The format of the title page will surely differ to an extent, based on the journal of publication, university, and citation style used. But there are some common elements:
Title of the dissertation
Academic writing is objective and direct, so your title too should be such. Rather than going for a dramatic title, focus on letting the reader know what exactly they’re dealing with. Use keywords that highlight the scope, purpose and methods used in your research. For example:
A New Determination of Molecular Dimensions
The Difference Between the Democritean and Epicurean Philosophy of Nature
An Alternate Historiography of the Boer Wars
[If your dissertation has a subtitle, you may include that as well.]
Author information and affiliation
Your title page should also shed light upon you as the researcher, and your qualifications and affiliations. You will be expected to specify the following details
- The name(s) of the researcher(s)
- The name of the university and department that the researcher is affiliated with
- Year of submission
- The programme under which the dissertation was undertaken
Other optional elements that vary depending on specific guidelines
- Your primary advisor’s name
- The type of article
- Word count
- A brief description, in the form of an abstract.
No dissertation can be completed solely by one person. Surely, you’ve had help along the way; whether it’s through moral support or people advising you on the actual thesis itself. The acknowledgements section is when you thank all these people for supporting you from day 1. It is not just an expression of gratitude, but also a way to honestly assert that you had help along the way.

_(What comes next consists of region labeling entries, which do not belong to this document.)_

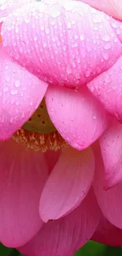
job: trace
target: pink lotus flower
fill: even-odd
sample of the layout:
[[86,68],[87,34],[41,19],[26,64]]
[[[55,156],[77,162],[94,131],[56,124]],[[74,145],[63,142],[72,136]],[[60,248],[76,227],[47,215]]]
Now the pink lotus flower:
[[0,240],[26,256],[120,246],[122,23],[26,3],[0,5]]

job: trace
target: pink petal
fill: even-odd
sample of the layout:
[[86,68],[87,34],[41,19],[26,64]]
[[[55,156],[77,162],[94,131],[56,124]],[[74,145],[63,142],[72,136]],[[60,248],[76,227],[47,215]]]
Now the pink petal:
[[88,147],[107,128],[104,109],[86,87],[75,91],[51,86],[46,102],[54,126],[77,150]]
[[122,54],[110,20],[79,1],[43,1],[7,17],[3,43],[39,78],[77,87],[107,70]]
[[102,216],[91,239],[113,247],[121,247],[122,230],[113,226]]
[[47,87],[0,48],[0,139],[10,138],[29,119]]
[[122,124],[114,122],[100,139],[105,165],[105,188],[122,181]]
[[117,19],[122,19],[121,0],[79,0]]
[[87,194],[94,178],[94,155],[68,147],[50,173],[40,199],[42,219],[56,220],[77,207]]
[[113,225],[122,229],[122,183],[105,191],[104,165],[102,157],[96,152],[96,172],[94,188],[99,206],[103,215]]
[[91,91],[102,102],[107,111],[122,121],[122,57],[107,72],[89,84]]
[[50,173],[56,165],[57,160],[59,159],[61,154],[61,150],[58,150],[57,151],[48,150],[44,153],[44,156],[46,158],[46,161],[48,166],[49,173]]
[[2,0],[0,2],[0,22],[3,21],[6,17],[16,9],[34,2],[35,0]]
[[100,211],[92,191],[81,205],[63,218],[44,224],[19,250],[26,256],[71,256],[95,231]]
[[13,139],[0,143],[0,241],[9,247],[30,240],[43,224],[39,214],[47,168],[40,152]]

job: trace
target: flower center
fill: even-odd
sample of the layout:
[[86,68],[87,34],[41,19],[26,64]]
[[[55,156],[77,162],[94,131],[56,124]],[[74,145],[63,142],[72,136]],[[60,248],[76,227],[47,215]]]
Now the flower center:
[[67,145],[50,121],[44,99],[32,117],[13,138],[17,143],[25,145],[27,149],[35,151],[56,151]]

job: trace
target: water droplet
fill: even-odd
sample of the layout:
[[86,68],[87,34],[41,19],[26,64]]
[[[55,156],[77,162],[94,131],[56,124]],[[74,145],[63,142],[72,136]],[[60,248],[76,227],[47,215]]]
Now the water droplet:
[[71,11],[72,9],[72,6],[71,2],[66,2],[63,4],[63,7],[67,11]]
[[71,69],[70,67],[67,67],[66,71],[67,71],[68,74],[71,74],[72,73],[72,69]]
[[104,35],[104,36],[102,37],[102,39],[105,42],[109,42],[110,36],[109,35]]
[[95,115],[93,116],[93,119],[96,120],[96,116]]
[[109,54],[108,54],[103,53],[102,54],[102,56],[103,56],[103,58],[104,58],[105,60],[107,61],[109,59]]
[[108,50],[108,49],[110,49],[111,47],[111,44],[109,43],[106,43],[105,46],[104,46],[104,48],[105,50]]
[[57,9],[54,9],[53,12],[51,12],[51,17],[53,18],[56,18],[57,17],[60,16],[61,13]]
[[6,76],[6,81],[7,82],[9,82],[9,80],[10,80],[10,77],[8,76]]
[[19,87],[20,85],[20,80],[16,80],[15,81],[15,86],[16,86],[16,87]]
[[17,95],[18,91],[17,89],[11,89],[10,92],[11,92],[12,95]]
[[87,71],[85,72],[85,76],[86,76],[86,77],[89,77],[90,75],[91,75],[91,71],[90,71],[90,70],[87,70]]
[[3,89],[4,92],[6,92],[8,91],[8,87],[5,87],[4,89]]
[[83,35],[80,35],[80,41],[83,41],[84,40],[84,39],[85,39],[85,36],[84,36],[84,35],[83,34]]

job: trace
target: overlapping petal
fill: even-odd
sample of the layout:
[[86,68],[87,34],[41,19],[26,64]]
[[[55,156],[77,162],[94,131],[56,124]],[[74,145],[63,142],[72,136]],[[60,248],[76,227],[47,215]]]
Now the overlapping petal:
[[0,241],[15,247],[28,242],[43,224],[39,198],[47,179],[40,152],[13,139],[0,143]]
[[122,181],[122,124],[111,124],[100,139],[101,151],[105,166],[105,189]]
[[0,139],[22,126],[42,101],[48,84],[21,68],[0,48]]
[[104,165],[99,150],[95,154],[96,171],[94,183],[98,202],[104,216],[116,227],[122,229],[122,183],[104,190]]
[[100,211],[91,190],[72,213],[44,224],[40,232],[19,250],[26,256],[69,256],[91,237],[100,219]]
[[72,147],[89,147],[107,128],[106,113],[95,98],[83,87],[79,91],[51,86],[46,95],[50,117],[61,136]]
[[63,150],[43,188],[40,199],[42,219],[56,220],[77,207],[94,178],[94,160],[91,149]]
[[122,230],[113,226],[102,216],[91,239],[113,247],[121,247]]
[[16,9],[34,2],[35,0],[2,0],[0,2],[0,22],[3,21],[6,16]]
[[[79,0],[80,1],[80,0]],[[121,0],[81,0],[91,6],[105,12],[115,18],[122,18]]]
[[122,57],[107,72],[88,83],[91,91],[107,111],[122,121]]
[[6,19],[3,43],[39,78],[76,87],[108,69],[122,54],[109,20],[79,1],[43,1]]

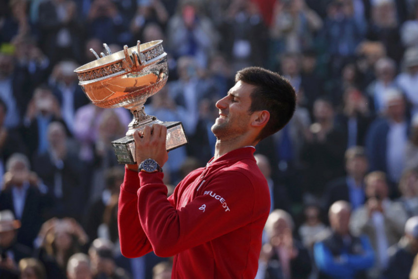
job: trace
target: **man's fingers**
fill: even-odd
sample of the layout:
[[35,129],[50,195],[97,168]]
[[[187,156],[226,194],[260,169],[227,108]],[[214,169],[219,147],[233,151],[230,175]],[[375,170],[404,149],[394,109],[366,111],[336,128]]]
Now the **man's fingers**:
[[134,136],[134,140],[135,141],[139,141],[142,138],[142,136],[141,135],[141,133],[139,131],[135,131],[134,132],[134,134],[132,136]]
[[165,126],[161,126],[161,131],[160,132],[160,137],[163,139],[165,141],[167,139],[167,127]]

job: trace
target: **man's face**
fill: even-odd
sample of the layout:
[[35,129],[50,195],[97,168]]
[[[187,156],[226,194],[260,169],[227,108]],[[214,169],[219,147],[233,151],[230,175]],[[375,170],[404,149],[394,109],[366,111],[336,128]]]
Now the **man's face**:
[[341,235],[348,233],[350,216],[350,211],[345,209],[341,209],[339,212],[331,213],[330,216],[331,227],[337,233]]
[[216,102],[219,116],[211,130],[217,138],[233,139],[248,130],[251,116],[250,95],[254,88],[252,85],[238,81],[226,97]]

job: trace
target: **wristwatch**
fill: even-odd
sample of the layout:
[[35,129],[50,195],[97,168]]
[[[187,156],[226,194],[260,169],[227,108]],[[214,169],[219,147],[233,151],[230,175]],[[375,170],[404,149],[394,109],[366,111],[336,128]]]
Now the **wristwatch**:
[[155,160],[149,158],[144,160],[138,167],[138,172],[144,172],[145,173],[156,173],[157,172],[162,172],[162,169],[159,166]]

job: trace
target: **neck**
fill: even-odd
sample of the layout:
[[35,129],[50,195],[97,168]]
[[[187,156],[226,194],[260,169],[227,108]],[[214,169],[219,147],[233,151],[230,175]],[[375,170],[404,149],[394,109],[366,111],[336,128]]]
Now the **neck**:
[[259,140],[240,140],[237,139],[230,140],[221,140],[219,138],[216,140],[215,146],[215,155],[213,160],[216,160],[222,155],[226,154],[230,151],[235,150],[244,146],[255,146],[258,143]]

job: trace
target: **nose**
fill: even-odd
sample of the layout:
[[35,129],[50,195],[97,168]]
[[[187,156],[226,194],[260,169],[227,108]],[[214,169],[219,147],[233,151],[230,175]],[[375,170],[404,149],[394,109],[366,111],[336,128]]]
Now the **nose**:
[[219,109],[226,108],[227,106],[226,102],[226,99],[227,97],[227,96],[226,96],[221,100],[218,100],[218,102],[216,102],[216,107]]

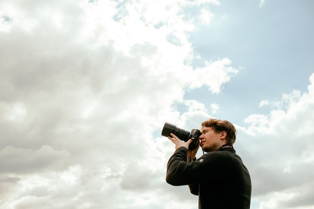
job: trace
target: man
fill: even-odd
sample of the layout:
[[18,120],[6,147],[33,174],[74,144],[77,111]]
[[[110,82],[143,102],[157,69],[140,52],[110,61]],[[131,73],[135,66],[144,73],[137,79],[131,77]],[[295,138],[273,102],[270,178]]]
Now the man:
[[[210,118],[201,124],[197,148],[192,141],[181,141],[171,134],[176,151],[168,162],[166,180],[174,186],[188,185],[198,196],[201,209],[250,208],[251,185],[247,169],[236,154],[233,145],[236,130],[226,120]],[[196,159],[200,146],[208,152]]]

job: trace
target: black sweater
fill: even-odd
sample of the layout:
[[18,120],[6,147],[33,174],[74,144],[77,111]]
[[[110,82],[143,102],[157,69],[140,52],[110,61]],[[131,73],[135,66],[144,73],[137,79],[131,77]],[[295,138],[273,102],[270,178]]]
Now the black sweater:
[[234,149],[220,148],[189,163],[187,154],[187,149],[181,147],[170,158],[167,166],[168,183],[188,185],[191,193],[198,196],[201,209],[250,208],[250,175]]

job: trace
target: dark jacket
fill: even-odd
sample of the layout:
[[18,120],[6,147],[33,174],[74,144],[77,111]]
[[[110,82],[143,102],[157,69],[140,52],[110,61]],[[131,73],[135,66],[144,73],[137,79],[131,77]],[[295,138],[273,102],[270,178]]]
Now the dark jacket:
[[181,147],[170,158],[167,183],[174,186],[188,185],[191,193],[198,196],[201,209],[250,208],[250,175],[233,148],[221,147],[189,163],[187,154],[187,149]]

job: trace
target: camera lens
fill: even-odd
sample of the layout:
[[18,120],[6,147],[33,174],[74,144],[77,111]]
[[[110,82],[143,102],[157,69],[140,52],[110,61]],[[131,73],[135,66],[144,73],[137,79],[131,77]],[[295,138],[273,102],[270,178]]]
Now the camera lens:
[[185,142],[187,142],[188,140],[190,134],[191,134],[187,131],[178,128],[175,125],[166,122],[162,129],[161,135],[166,137],[171,137],[171,133],[172,133],[180,139]]

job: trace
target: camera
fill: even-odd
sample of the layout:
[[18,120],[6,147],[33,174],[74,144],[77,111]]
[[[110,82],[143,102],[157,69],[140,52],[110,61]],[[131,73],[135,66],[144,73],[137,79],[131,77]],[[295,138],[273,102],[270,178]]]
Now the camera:
[[192,150],[196,148],[198,142],[198,137],[202,135],[201,131],[197,129],[192,129],[191,132],[189,132],[166,122],[163,128],[161,135],[166,137],[168,136],[172,137],[170,135],[171,133],[172,133],[180,139],[185,142],[187,142],[189,139],[194,138],[194,141],[190,144],[189,146],[189,149]]

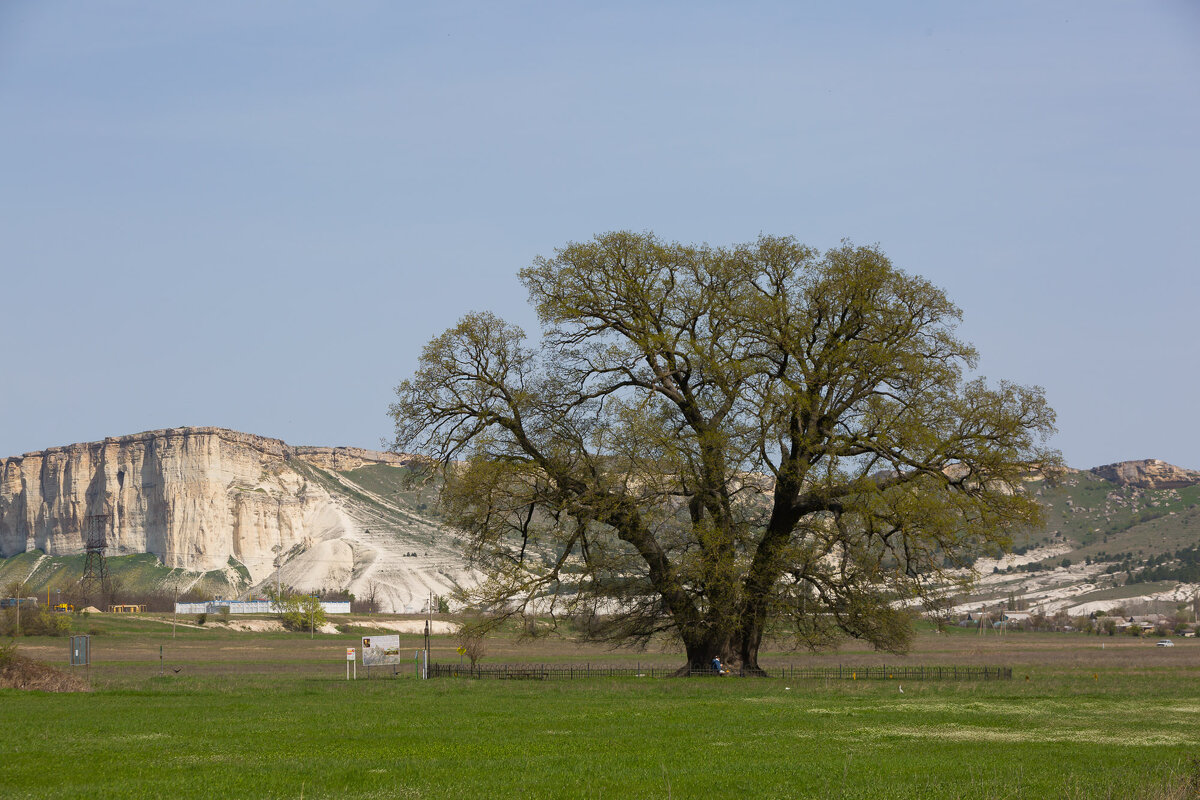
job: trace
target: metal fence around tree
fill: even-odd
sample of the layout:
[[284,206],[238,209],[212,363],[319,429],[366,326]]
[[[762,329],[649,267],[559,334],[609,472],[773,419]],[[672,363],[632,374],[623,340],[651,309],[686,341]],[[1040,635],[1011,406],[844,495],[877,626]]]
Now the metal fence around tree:
[[[767,678],[797,680],[1010,680],[1012,667],[767,667]],[[571,680],[580,678],[671,678],[680,675],[671,667],[611,667],[595,664],[430,664],[430,678],[476,678],[498,680]],[[748,673],[733,670],[732,676]],[[756,673],[757,674],[757,673]],[[718,678],[710,669],[686,673],[694,678]],[[761,674],[758,674],[761,676]]]

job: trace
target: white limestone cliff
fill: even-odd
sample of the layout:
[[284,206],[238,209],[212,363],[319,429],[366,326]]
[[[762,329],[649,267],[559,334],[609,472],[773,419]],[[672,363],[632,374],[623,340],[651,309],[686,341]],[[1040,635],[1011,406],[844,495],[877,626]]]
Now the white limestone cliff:
[[82,553],[100,524],[109,555],[151,553],[169,567],[232,577],[241,565],[262,584],[275,579],[282,553],[283,583],[359,596],[373,588],[385,609],[416,610],[428,591],[472,579],[452,535],[337,485],[340,470],[412,462],[211,427],[25,453],[0,462],[0,557]]

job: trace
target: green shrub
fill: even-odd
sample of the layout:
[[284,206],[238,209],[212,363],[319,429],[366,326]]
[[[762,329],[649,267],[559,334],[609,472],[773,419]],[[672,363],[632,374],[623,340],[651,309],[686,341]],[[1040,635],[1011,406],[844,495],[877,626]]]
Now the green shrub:
[[13,639],[8,644],[0,642],[0,669],[7,667],[13,661],[17,660],[17,640]]
[[269,594],[275,613],[278,614],[284,628],[307,631],[325,624],[325,609],[320,607],[319,599],[294,591],[283,591],[280,596],[274,591]]

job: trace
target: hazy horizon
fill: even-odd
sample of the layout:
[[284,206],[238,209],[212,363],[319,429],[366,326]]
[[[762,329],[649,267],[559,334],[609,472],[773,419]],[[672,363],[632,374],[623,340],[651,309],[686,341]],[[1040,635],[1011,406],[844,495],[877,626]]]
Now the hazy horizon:
[[0,6],[0,458],[379,449],[468,311],[652,230],[877,242],[1090,468],[1200,469],[1200,7]]

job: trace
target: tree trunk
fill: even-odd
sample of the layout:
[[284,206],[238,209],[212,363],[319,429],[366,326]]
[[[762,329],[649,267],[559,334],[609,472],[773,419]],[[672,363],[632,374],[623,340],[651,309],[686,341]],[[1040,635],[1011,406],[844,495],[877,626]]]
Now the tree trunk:
[[726,669],[734,668],[737,656],[730,631],[684,634],[684,650],[688,654],[688,664],[677,674],[689,672],[712,672],[713,658],[720,658],[721,666]]
[[754,614],[746,614],[748,619],[742,627],[738,640],[738,656],[742,658],[742,672],[745,675],[766,678],[767,672],[758,666],[758,645],[762,644],[762,620]]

This section is one of the few points in a dissertation where you have the liberty to be personal. So feel free to use personal pronouns and wax poetic. There’s no right or wrong here, so long as you adequately acknowledge all the help you’ve received along the way.
Who can you thank?
- Your supervisor and other academic advisors
- Other researchers that you may have worked with (who are not credited as authors)
- Technicians and other administrative staff
- Students or interns who may have worked under you
- Peers and colleagues who may have helped you
- Friends and family
Include funding details
In additional to acknowledging the intellectual labor and moral support that helped you finish the dissertation, thank your financial backers. These include any grants or scholarships you’ve won, funding bodies, or even private donors.
How to write it
An acknowledgements section is usually just one page, and the length depends on the number of people you want to that. You don’t have to think too hard about an introduction or a conclusion, and you can simply begin by saying, “I’d like to thank” and elaborate on how they contributed to the project.